Once or twice or maybe more times, Snoopy sat on top of his doghouse and typed, “It was dark and stormy night.” That’s my favorite scene. That was the kind of nights we had. Happy Holidays!

Monday, December 21, 2009

The Cutest

A nine year old girl is riding a bike. The sky is blue. White peak of the mountain range stands in the background.

The day before yesterday, her bike passed me by wobbling. I said to her father,

“May be the seat is too high.”

“No, I don’t think so,” he said, “She’s riding this kind for the first time. She could have done it earlier, but she didn’t.”

“Every kid is different. Like us,” I said.

“Yep, that’s right,” he said.

In the meantime, she didn’t bump into the parked cars or truck, managed to make a U-turn at the end of the cul-de-sac, and came back.

“That’s impressive,” I said to the father, “The first day I rode my bike, I hit against my neighbor’s fence. I couldn’t turn.”

Next day, she is riding her bike again. The father is standing on the sidewalk watching her. I say to him on the way to my walk.

“She learns fast. The bike isn’t wobbling much.”

He says yes.

“She is so cute,” I said.

The third day, the cul-de-sac was clear. No truck. I see the back of the father’s head over a parked car. A block away, I see the back of two young girls on bike at the stop sign. The father holds his arms in front. The girls with helmets cross the street. I walk toward the father. He stares straight to the street like a rock. His chin is close to the neck. I’m only used to his smile and greetings. So I said,

“She might bring back her fiancé. Watch out!”

His eyes widened.

“What!? She just!…only…. riding!….a bike!”

His cheeks reddened.

Hee hee hee. I had my fun of the day. He made a big grin.

Friday, December 18, 2009

My Favorite Restaurant: Sunny Taj

I love Indian foods. And “Sunny Taj” is my favorite. The top photo, the left person is Bisen Shing, the main chef, and right is Bir Shingh. I’m sorry I didn’t get the name of the middle cook. Looking at their faces, I tend to speak in English, but Bir speaks Japanese.
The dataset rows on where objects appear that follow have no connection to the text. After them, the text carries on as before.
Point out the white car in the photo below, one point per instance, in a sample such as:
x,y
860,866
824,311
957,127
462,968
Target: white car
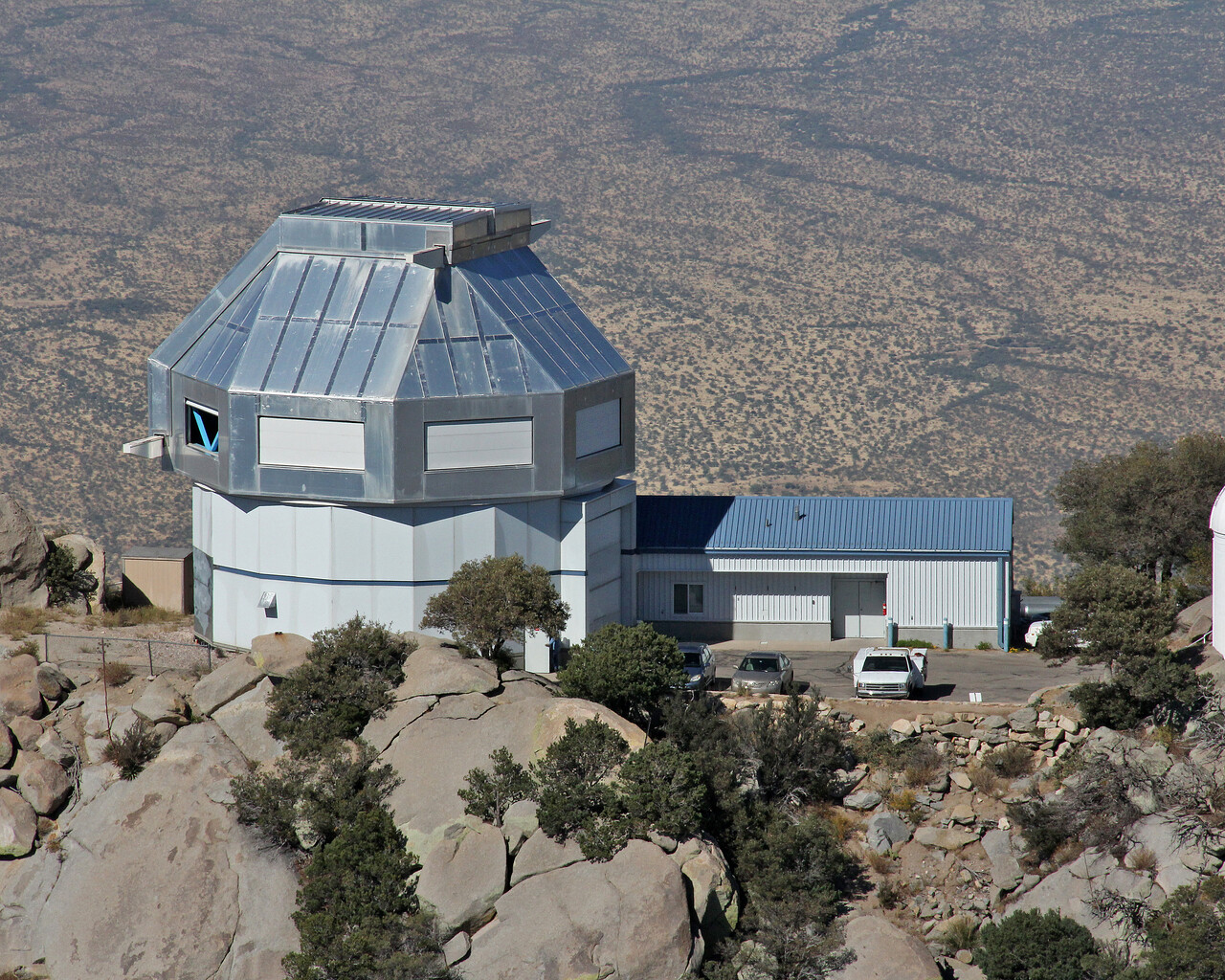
x,y
889,672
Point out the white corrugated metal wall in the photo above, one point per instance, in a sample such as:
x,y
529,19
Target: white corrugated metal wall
x,y
327,563
920,590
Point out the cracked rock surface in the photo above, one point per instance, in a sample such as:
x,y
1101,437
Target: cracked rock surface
x,y
154,878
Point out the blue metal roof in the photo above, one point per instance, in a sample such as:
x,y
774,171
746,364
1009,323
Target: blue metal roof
x,y
873,524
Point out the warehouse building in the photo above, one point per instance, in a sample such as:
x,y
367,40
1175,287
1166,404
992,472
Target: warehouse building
x,y
821,568
381,390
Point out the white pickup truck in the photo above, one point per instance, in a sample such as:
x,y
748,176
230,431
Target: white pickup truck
x,y
889,672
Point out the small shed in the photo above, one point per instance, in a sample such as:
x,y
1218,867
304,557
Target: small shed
x,y
823,568
158,576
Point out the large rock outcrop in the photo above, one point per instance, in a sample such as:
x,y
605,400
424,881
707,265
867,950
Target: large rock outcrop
x,y
628,918
22,556
157,880
884,952
20,695
549,910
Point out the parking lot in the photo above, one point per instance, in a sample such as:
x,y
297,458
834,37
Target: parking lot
x,y
952,675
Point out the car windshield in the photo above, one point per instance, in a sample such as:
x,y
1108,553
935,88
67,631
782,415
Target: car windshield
x,y
888,664
760,665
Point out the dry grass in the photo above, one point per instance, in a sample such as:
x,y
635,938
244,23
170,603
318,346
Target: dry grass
x,y
922,766
1143,860
892,893
985,781
958,934
1010,761
1067,852
882,864
139,615
840,822
20,621
26,648
904,803
115,674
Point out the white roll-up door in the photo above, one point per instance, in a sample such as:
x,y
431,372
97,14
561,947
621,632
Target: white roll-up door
x,y
472,445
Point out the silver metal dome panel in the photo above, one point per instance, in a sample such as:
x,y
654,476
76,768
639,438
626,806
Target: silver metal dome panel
x,y
392,318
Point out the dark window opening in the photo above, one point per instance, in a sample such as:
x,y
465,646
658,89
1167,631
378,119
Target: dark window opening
x,y
204,428
687,599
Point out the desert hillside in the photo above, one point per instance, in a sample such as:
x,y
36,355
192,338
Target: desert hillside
x,y
920,246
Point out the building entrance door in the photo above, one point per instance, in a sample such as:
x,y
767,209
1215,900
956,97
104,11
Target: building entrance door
x,y
857,608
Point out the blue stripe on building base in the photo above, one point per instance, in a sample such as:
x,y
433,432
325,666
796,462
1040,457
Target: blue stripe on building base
x,y
313,581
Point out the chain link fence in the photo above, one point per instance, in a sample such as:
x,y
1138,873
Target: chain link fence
x,y
152,656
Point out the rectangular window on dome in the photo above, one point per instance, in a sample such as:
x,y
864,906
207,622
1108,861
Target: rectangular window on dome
x,y
202,428
311,444
475,445
597,428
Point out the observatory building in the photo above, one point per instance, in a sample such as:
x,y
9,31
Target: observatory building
x,y
383,390
377,392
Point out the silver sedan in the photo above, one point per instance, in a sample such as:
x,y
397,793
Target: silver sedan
x,y
764,674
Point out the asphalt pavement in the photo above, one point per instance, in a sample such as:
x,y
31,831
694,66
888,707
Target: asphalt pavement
x,y
952,675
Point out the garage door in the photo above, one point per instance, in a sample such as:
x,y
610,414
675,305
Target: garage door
x,y
858,608
777,598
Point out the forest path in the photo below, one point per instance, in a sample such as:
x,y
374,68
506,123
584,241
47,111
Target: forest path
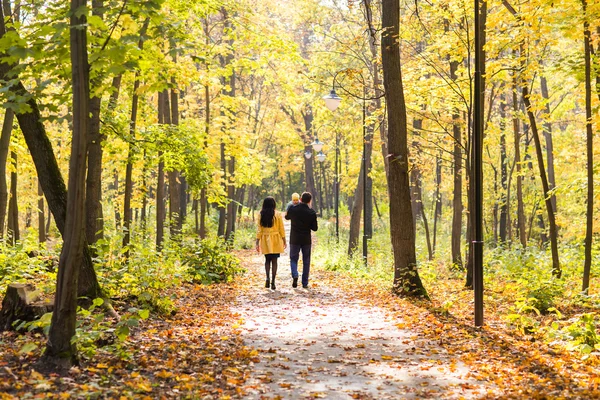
x,y
331,341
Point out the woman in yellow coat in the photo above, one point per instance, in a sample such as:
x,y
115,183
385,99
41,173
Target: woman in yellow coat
x,y
270,238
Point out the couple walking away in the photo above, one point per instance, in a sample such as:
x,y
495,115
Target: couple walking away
x,y
270,237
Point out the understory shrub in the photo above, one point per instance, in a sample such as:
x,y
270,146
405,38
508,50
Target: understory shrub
x,y
208,261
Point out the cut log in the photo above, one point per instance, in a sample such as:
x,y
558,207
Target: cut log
x,y
21,302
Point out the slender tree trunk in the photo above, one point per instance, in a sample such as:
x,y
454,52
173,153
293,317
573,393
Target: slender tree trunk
x,y
221,208
457,206
129,168
14,233
547,128
116,199
60,349
160,184
556,270
503,172
93,189
41,216
587,265
357,207
517,142
437,212
406,275
4,146
174,183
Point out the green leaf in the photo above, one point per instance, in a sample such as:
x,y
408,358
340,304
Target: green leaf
x,y
144,314
28,348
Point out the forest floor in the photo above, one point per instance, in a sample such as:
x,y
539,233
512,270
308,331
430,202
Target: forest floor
x,y
342,338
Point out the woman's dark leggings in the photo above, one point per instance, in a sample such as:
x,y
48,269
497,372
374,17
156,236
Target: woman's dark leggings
x,y
268,264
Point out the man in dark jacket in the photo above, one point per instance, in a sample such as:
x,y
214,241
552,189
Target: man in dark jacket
x,y
304,220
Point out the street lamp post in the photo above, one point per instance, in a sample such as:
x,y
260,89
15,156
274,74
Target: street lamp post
x,y
332,101
478,175
337,187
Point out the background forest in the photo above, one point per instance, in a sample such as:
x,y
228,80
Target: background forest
x,y
201,108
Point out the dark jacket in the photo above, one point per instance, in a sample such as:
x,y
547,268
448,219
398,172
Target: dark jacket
x,y
304,219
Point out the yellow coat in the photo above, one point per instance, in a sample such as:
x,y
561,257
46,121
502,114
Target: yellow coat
x,y
271,239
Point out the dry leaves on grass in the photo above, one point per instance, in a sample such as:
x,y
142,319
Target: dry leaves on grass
x,y
196,352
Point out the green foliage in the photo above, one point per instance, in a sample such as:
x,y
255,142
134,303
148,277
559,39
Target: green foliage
x,y
208,261
581,335
145,275
25,262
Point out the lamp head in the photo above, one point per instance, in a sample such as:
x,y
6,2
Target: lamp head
x,y
317,145
332,100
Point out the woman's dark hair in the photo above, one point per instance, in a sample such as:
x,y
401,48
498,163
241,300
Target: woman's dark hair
x,y
267,214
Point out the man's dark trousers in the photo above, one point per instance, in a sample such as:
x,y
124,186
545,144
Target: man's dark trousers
x,y
294,255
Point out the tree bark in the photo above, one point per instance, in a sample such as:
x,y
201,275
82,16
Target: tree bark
x,y
160,185
517,143
14,233
547,128
406,275
175,217
503,173
587,265
41,215
4,146
437,212
61,350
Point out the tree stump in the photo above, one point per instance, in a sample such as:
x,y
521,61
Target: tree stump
x,y
21,302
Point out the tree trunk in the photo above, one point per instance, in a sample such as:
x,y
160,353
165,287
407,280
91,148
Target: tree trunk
x,y
221,208
517,143
457,205
174,184
129,168
93,189
587,265
13,231
41,216
357,207
503,172
556,270
60,350
160,185
419,207
4,146
406,275
547,127
437,212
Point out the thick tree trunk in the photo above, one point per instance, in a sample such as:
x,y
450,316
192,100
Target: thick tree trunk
x,y
406,275
4,146
60,350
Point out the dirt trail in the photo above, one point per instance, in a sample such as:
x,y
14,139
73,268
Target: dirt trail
x,y
323,343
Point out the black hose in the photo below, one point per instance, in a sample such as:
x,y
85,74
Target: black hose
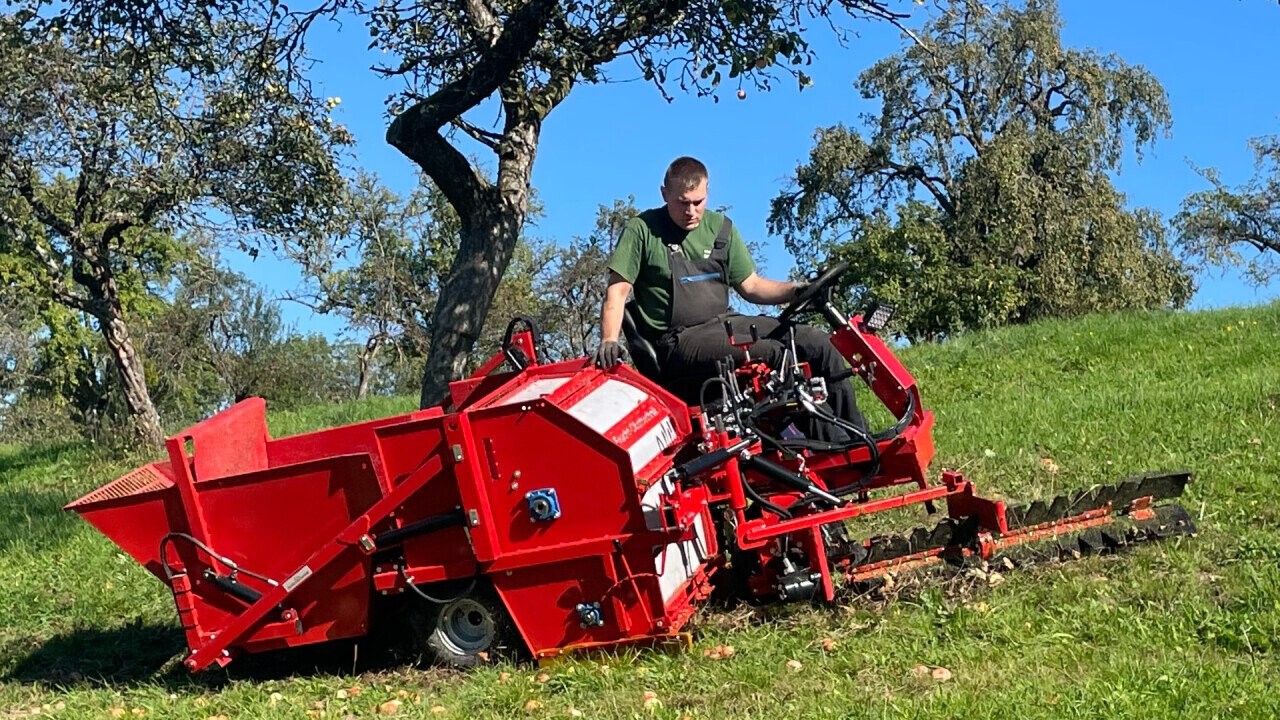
x,y
755,497
428,524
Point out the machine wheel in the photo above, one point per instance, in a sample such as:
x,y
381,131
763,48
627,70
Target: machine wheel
x,y
467,630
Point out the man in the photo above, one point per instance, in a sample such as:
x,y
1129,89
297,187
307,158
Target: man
x,y
681,261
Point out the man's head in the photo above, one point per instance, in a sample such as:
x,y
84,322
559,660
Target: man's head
x,y
684,190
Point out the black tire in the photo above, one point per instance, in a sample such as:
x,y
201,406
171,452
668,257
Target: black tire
x,y
470,629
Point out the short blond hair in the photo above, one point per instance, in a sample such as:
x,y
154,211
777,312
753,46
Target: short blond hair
x,y
684,174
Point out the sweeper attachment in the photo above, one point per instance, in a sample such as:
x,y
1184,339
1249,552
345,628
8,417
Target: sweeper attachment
x,y
547,507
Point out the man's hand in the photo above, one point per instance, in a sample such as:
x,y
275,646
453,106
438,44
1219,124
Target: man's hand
x,y
609,354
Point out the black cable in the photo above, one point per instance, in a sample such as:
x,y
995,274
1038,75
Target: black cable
x,y
702,391
755,497
429,598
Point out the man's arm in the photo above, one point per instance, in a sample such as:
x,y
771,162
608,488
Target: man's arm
x,y
763,291
611,314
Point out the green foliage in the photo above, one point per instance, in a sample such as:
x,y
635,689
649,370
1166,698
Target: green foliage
x,y
982,194
1237,227
572,286
1179,629
106,154
223,341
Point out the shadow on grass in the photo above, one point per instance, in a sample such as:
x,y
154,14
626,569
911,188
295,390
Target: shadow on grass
x,y
151,654
105,657
16,460
35,516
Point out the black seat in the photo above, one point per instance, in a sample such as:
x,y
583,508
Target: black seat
x,y
643,354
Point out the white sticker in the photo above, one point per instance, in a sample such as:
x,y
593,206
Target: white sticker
x,y
296,579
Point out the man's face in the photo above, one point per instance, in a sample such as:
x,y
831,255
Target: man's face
x,y
686,208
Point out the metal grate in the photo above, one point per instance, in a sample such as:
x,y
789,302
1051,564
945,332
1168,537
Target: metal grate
x,y
144,479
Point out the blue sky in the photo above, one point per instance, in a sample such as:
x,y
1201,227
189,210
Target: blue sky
x,y
1217,60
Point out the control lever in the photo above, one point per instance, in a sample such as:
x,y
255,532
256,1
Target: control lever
x,y
744,345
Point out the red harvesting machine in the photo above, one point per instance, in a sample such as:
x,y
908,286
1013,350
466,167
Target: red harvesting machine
x,y
548,507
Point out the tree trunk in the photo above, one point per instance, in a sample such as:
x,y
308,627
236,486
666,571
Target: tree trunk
x,y
490,228
132,379
366,365
484,251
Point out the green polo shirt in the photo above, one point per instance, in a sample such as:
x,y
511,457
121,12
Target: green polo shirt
x,y
640,258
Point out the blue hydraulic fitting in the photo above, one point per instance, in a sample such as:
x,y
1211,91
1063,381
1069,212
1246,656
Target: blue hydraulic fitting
x,y
543,505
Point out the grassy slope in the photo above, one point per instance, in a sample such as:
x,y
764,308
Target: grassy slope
x,y
1183,628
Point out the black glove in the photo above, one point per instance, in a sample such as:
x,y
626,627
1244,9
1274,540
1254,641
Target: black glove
x,y
609,354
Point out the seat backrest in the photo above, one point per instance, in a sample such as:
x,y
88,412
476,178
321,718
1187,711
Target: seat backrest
x,y
643,354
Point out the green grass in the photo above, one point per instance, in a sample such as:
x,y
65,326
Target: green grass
x,y
1187,628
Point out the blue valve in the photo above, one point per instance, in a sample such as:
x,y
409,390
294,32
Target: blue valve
x,y
590,615
543,505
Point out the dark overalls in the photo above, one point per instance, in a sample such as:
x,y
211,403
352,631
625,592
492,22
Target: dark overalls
x,y
696,340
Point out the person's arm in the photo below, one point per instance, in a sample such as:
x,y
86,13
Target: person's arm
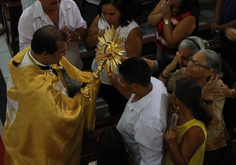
x,y
181,154
26,31
92,36
219,5
182,30
133,45
155,16
116,83
166,72
216,22
207,94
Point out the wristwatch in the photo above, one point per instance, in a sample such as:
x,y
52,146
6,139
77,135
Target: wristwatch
x,y
79,38
208,102
166,22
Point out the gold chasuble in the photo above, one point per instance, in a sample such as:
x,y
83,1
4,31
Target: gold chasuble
x,y
43,126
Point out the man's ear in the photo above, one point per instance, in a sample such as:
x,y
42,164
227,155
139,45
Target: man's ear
x,y
134,87
208,72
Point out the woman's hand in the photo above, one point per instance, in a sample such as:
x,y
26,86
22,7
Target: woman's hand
x,y
223,91
230,33
171,103
171,136
211,85
165,10
101,33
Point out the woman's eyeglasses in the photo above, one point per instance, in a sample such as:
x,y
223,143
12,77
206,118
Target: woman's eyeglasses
x,y
196,64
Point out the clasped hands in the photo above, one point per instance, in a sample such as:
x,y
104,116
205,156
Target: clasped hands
x,y
71,35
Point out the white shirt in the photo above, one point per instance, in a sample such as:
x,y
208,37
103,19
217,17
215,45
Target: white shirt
x,y
143,124
26,3
95,2
124,32
34,18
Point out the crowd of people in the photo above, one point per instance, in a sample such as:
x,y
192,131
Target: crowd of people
x,y
51,101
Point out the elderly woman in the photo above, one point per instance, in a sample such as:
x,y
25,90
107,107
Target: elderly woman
x,y
175,20
117,14
190,132
200,68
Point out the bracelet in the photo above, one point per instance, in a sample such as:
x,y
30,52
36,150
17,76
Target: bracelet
x,y
233,94
164,76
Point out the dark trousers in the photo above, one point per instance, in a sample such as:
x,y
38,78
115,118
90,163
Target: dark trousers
x,y
3,98
116,102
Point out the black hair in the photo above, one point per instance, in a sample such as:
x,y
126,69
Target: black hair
x,y
136,70
188,5
45,39
189,92
111,148
124,6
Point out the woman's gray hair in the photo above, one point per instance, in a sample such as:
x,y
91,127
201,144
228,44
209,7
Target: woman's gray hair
x,y
213,61
194,44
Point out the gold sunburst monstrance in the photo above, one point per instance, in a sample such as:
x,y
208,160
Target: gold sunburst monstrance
x,y
109,50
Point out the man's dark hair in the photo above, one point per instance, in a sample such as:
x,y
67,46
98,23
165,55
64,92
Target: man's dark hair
x,y
45,39
136,70
124,6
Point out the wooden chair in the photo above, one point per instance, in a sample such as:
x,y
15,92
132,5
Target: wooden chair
x,y
11,14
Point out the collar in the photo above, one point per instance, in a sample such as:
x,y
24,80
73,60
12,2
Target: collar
x,y
139,105
38,9
38,63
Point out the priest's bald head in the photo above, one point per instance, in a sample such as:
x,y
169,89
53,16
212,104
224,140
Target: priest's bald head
x,y
49,45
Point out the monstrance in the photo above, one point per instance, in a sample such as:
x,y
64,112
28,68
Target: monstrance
x,y
109,51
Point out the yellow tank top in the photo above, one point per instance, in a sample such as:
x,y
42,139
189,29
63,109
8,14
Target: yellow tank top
x,y
198,157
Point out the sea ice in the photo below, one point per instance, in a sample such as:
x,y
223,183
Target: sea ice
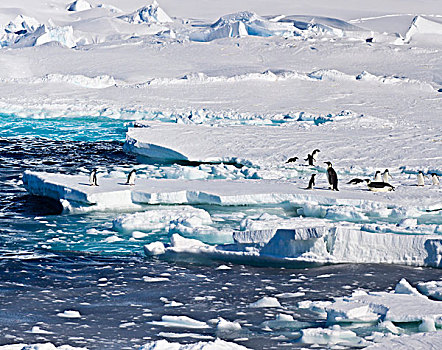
x,y
180,322
217,344
266,302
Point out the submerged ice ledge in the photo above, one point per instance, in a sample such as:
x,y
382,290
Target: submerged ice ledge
x,y
301,241
114,193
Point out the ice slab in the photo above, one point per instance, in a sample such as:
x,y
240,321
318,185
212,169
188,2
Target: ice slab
x,y
217,344
313,244
422,341
113,193
432,289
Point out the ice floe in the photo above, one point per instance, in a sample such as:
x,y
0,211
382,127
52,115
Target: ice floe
x,y
242,24
217,344
152,13
314,243
432,289
79,5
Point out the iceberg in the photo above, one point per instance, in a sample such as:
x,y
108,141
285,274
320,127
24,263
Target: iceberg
x,y
152,13
312,245
242,24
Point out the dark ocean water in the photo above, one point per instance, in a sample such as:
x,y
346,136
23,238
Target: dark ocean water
x,y
49,263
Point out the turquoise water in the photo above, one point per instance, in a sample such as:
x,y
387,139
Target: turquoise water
x,y
91,129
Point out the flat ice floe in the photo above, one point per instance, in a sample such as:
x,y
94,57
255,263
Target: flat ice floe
x,y
114,193
310,242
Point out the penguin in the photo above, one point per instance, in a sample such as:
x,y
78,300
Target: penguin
x,y
379,186
332,177
435,179
377,176
131,178
386,176
311,183
310,159
420,179
315,154
93,178
292,160
355,181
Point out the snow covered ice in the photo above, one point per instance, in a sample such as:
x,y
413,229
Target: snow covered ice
x,y
208,102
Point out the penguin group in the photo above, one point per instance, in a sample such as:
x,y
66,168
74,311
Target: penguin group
x,y
130,178
380,183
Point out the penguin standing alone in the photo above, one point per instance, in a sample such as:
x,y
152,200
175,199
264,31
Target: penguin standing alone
x,y
435,179
332,177
315,154
310,159
379,186
377,176
386,176
292,160
93,178
420,179
131,178
311,183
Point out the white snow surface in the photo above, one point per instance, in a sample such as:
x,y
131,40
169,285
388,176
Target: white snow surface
x,y
217,344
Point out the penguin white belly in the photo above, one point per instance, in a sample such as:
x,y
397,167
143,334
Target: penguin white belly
x,y
380,189
420,180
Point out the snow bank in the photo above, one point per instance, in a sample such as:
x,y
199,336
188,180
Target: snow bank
x,y
218,344
242,24
424,29
163,219
152,13
79,5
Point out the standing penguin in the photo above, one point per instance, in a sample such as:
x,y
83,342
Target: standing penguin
x,y
310,159
315,154
93,178
420,179
386,176
435,179
292,160
311,183
332,177
378,177
131,178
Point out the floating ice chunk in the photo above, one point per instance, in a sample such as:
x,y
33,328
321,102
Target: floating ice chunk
x,y
266,302
42,346
427,325
154,248
162,218
79,5
403,287
69,314
422,341
218,344
432,289
180,322
422,28
330,336
242,24
227,326
152,13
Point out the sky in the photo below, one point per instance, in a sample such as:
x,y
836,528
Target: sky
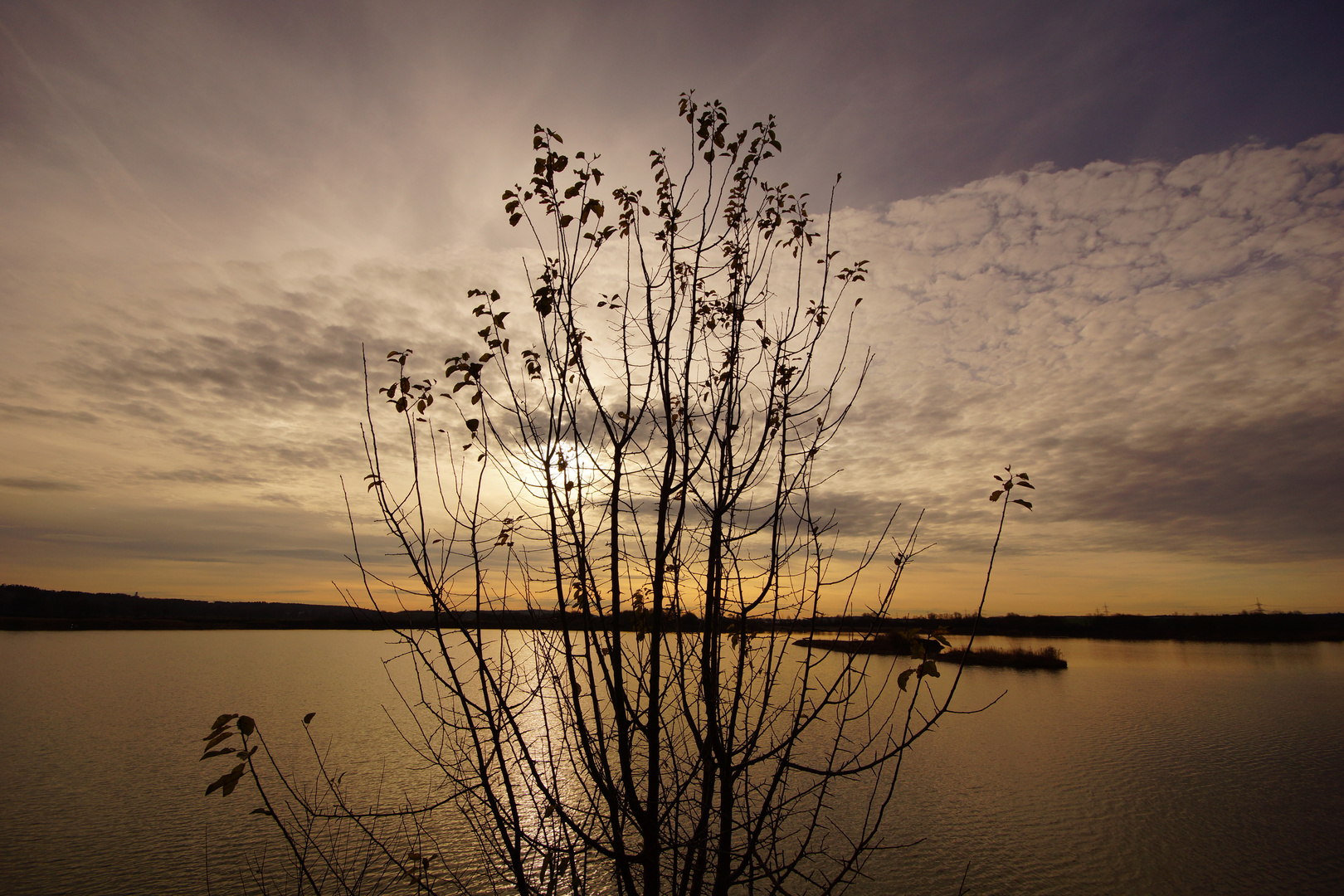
x,y
1107,246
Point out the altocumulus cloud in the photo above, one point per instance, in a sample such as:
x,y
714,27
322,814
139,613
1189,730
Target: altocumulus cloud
x,y
1159,344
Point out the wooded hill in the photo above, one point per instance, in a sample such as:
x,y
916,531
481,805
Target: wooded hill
x,y
24,607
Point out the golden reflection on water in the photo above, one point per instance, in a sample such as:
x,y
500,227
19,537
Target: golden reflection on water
x,y
1144,767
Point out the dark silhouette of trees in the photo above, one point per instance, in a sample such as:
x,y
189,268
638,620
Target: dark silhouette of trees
x,y
637,462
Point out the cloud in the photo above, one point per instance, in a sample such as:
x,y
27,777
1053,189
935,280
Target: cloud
x,y
37,484
1157,344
The restaurant just moved to the new location in September to the back of the new large building that is still under construction. The building is situated across and leftward from the Keikyu Department Store. I’m writing these details because even though most readers do not live in Yokohama, but if any of you go, I want you to find it. I checked the Web information, and they all point to the old location, and their rating of Sunny Taj does not justify their food and services.

I go there often, and their food is excellent. I especially like vegetable curry. The curry has chunky turnip, carrot, and potato to fit to Japanese taste. But I don’t go there just for the food. I go there because the owners and employees are warm. I feel at home. And prices are reasonable.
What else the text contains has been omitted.